6. Si M. A persiste à soutenir en appel qu'il est particulièrement intégré sur le territoire français comme en témoigne le jugement en assistance éducative du tribunal judiciaire de Marseille du 14 novembre 2017, qu'il n'a gardé des liens qu'avec un cousin en Côte d'Ivoire, qu'il a obtenu un certificat d'aptitude professionnelle en installateur en froid et conditionnement d'air en juin 2019 et qu'il prend des cours de français, il ressort des pièces du dossier qu'il est célibataire et sans enfant et qu'il n'est présent sur le territoire français que depuis l'année 2017. En outre, il s'est vu délivrer un titre de séjour portant la mention " étudiant " lui permettant de poursuivre sa scolarité sur le territoire français et qui a été renouvelé du 6 décembre 2021 au

5 décembre 2022. Dans ces conditions, M. A n'est pas fondé à soutenir que l'arrêté attaqué méconnaît les dispositions du 7° de l'article L. 313-11 du code de l'entrée et du séjour des étrangers et du droit d'asile et les stipulations de l'article 8 de la convention européenne de sauvegarde des droits de l'homme et des libertés fondamentales. Pour les mêmes motifs, le préfet n'a pas entaché sa décision d'une erreur manifeste d'appréciation.

7. En troisième et dernier lieu, l'article L. 313-14 du code de l'entrée et du séjour des étrangers et du droit d'asile ne prescrit pas la délivrance d'un titre de séjour de plein droit mais laisse à l'administration un large pouvoir pour apprécier si l'admission au séjour d'un étranger répond à des considérations humanitaires ou si elle se justifie au regard des motifs exceptionnels donc l'intéressé se prévaut. Il résulte de ce qui a été dit au point 6 que M. A ne justifie d'aucune circonstance susceptible de relever de considérations humanitaires ou de motifs exceptionnels. En outre, le fait que M. A ait été confié à l'aide sociale à l'enfance après l'âge de 16 ans, ne constitue pas un motif exceptionnel. Par suite, le requérant n'est pas fondé à soutenir que la décision attaquée méconnaît les dispositions de l'article L. 313-14 du code de l'entrée et du séjour des étrangers et du droit d'asile.

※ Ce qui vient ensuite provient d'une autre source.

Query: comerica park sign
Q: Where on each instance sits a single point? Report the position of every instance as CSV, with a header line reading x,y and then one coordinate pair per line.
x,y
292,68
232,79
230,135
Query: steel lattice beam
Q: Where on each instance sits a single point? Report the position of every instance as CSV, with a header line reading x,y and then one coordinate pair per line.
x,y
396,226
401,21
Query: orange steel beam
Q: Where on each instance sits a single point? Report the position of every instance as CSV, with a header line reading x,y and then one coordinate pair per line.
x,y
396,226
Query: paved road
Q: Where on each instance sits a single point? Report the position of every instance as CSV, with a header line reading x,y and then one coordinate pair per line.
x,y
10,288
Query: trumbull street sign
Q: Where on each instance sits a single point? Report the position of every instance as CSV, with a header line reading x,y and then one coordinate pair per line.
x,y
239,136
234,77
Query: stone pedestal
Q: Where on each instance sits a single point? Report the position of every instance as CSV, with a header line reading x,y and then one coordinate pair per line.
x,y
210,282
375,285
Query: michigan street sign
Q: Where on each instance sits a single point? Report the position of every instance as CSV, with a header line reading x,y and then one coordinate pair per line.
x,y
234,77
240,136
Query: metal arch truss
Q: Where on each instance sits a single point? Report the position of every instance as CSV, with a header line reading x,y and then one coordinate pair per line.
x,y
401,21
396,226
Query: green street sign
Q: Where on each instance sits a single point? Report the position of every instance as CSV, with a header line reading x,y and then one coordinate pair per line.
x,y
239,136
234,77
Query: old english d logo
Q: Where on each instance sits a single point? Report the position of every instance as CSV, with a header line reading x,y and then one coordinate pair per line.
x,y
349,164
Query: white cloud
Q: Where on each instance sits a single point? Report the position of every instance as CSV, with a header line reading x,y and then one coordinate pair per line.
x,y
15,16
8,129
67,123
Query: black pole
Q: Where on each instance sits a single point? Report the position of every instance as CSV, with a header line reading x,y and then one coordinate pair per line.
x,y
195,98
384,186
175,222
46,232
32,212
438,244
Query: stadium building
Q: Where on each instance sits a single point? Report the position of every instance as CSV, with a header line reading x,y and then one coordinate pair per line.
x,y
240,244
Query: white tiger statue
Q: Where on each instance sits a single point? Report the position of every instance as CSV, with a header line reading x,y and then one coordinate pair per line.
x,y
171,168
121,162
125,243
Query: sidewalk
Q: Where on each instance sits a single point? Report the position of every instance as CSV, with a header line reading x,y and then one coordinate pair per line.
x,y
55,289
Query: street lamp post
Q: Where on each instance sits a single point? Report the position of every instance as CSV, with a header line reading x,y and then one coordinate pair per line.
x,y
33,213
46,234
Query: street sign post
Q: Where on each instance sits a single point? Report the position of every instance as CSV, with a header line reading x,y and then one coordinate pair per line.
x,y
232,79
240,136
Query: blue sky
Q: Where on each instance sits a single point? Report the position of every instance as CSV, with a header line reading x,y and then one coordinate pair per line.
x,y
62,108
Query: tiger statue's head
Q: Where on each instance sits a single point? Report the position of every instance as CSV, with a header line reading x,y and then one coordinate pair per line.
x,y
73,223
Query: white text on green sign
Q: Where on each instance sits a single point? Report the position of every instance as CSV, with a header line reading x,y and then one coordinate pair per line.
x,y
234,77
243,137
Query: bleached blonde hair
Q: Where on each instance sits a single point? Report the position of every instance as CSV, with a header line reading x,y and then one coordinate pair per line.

8. Il résulte de ce qui précède que la requête d'appel de M. A, qui est manifestement dépourvue de fondement, au sens des dispositions du dernier alinéa de l'article R. 222-1 du code de justice administrative, doit être rejetée, en application de ces dispositions, y compris ses conclusions aux fins d'injonction et celles présentées au titre de l'article L. 761-1 du code de justice administrative.

O R D O N N E :

Article 1er : La requête de A est rejetée.

Article 2 : La présente ordonnance sera notifiée à M. B A.

Copie en sera adressée au préfet des Bouches-du-Rhône.

Fait à Marseille, le 11 juillet 2022.